# one year old and still has accidents



## Sassy (Mar 20, 2015)

My little girl is crate-trained at night. No accidents.
6:15am Walks in the morning: pees sometimes poops
10:30am Dog Walker takes her out: pees, most times poops
3:00pm I'm home. Goes for a walk, sometimes very long ones. pees/poops
4:00-6:00 I'm back at work. 
6:30pm Dinnertime. Then a walk. pees sometimes poops
10:30pm pees

Evening time is the problem time. She has had plenty of exercise and knows to pee and poo when we're out. She's fine during the day. BUT Should I put her in her crate if I'm at home but not near the door in the kitchen in the evening? 

The worst time is always when I fall asleep on the couch in our den in the evening. I love to cuddle with her at that time. I fall asleep and she goes off and pees/poops. ERG. Suggestions?


----------



## LolaCockerpoo (Feb 1, 2016)

Sassy, I'm a first time dog owner, so I'm not sure I'm qualified to help, but if I were you, knowing that evening times are the problem, I'd stay extra vigilant and pop her outside every half hour until bed time. I imagine if you did this for a number of weeks, and tried to avoid falling asleep on the couch during this retraining, you'll reinforce that toileting happens outside. They're smart dogs, and I'm sure your baby will catch on quickly.


----------



## Bundle (Apr 26, 2015)

You could try hanging some bells on the door and teaching her to ring these when she wants to go outside ☺

Sent from my SM-T530 using Tapatalk


----------



## Kirsty p (Dec 4, 2015)

Rupert is 16 weeks now and we've bellied trained and it was the best thing we did. He's really good and rings then in the day to do out. We do find in the evening when he's tired that we have to eat h him more as he won't always ring them as he's half asleep lol


----------



## Michele (Nov 12, 2015)

My dogs use bells, too, which is helpful since our family room is upstairs. They work like a charm.


----------



## Bella&Zoe (Jan 22, 2016)

I tried the bells and my pup just demolished them lol


----------



## Vinang (Oct 20, 2015)

Sassy said:


> My little girl is crate-trained at night. No accidents.
> 6:15am Walks in the morning: pees sometimes poops
> 10:30am Dog Walker takes her out: pees, most times poops
> 3:00pm I'm home. Goes for a walk, sometimes very long ones. pees/poops
> ...


Hi, we got our cockapoo at 9 weeks he was crate trained on first day home but had a few ( wees) in the house so we put a small bell on some cord and attached it to the door handle to the yard, every time he sniffed around we took him to the door and shook the bell at the same time repeating our word for him to wee wee, so now every time he needs to go he nods the bell with his nose or paws it. This works for us! Good luck!


----------



## Tesseract (Feb 3, 2016)

My pup is getting much better with time (now 11 weeks - one accidental poop this week when we got distracted by a friendly dog outside and we went back in before she had her poop). Got to watch for the signs but I put bells up and she occasionally bumps into them, so the association I'm hoping is starting.

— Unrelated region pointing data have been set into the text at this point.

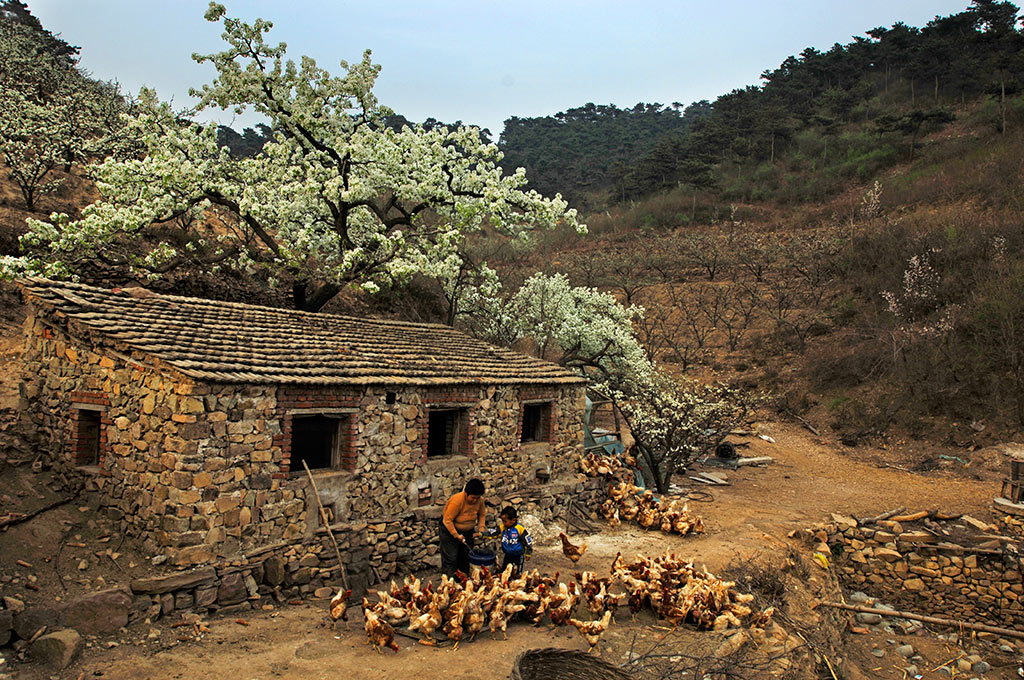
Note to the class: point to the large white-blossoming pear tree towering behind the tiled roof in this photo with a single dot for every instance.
(336, 199)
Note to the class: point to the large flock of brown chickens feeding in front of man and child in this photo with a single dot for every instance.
(463, 607)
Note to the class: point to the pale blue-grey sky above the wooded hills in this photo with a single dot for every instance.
(484, 62)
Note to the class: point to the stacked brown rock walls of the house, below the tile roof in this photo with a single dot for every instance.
(203, 472)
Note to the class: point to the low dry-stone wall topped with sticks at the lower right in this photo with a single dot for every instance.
(916, 571)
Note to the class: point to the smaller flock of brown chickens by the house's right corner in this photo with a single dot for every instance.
(628, 502)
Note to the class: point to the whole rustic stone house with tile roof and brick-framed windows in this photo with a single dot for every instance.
(195, 419)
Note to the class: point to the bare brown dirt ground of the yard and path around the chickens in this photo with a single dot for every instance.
(747, 521)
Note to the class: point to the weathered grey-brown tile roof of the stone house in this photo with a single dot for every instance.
(242, 344)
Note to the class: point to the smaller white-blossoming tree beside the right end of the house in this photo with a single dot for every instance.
(672, 420)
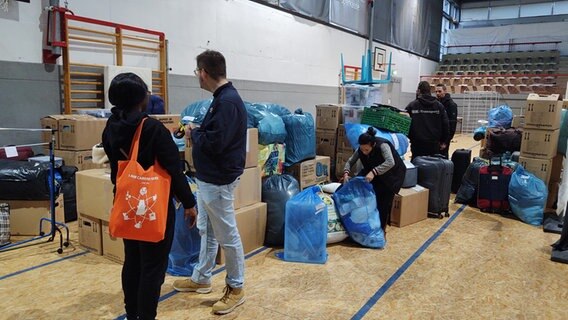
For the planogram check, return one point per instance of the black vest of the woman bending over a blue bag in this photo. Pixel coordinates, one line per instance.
(391, 179)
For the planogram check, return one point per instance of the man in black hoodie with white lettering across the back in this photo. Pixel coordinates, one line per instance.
(429, 127)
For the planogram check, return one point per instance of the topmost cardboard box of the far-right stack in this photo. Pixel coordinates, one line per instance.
(543, 112)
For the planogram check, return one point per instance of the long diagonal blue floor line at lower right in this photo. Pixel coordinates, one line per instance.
(385, 287)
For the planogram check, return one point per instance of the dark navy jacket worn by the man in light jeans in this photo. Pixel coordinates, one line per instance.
(219, 144)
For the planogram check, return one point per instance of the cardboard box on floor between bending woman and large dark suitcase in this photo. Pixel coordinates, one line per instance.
(410, 205)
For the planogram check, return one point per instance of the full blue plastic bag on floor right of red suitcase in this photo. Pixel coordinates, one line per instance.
(527, 196)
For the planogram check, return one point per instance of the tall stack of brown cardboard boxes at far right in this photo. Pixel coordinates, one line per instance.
(540, 141)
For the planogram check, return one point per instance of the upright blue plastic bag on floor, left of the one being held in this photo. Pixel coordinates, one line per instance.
(305, 228)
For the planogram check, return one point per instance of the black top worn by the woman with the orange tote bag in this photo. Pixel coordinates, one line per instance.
(156, 143)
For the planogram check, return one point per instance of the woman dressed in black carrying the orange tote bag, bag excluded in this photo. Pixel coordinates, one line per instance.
(145, 263)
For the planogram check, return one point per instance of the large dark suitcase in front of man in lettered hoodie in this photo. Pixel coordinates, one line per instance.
(435, 173)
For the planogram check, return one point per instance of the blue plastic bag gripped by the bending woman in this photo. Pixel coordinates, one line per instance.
(357, 207)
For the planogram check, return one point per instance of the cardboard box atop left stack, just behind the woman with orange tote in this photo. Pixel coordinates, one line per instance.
(80, 132)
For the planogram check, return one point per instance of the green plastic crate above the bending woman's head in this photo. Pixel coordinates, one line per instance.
(384, 118)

My only suggestion is maybe shrink the amount of free space she has in your house to run around; that should help persuade her not to poop in her confined area (assuming of course that she is peeing off in a corner or edge of a room).

Or possibly a doggy door to a confined space outdoors? I think there are some high tech ones were you plop a RFI chip on her collar so the door open opens when she is near.

Doggy diapers? They do exist!

Another possibility is talk to your vet about changing her diet to something that will help reduce her need to pee? I'm just guessing maybe something like that.


----------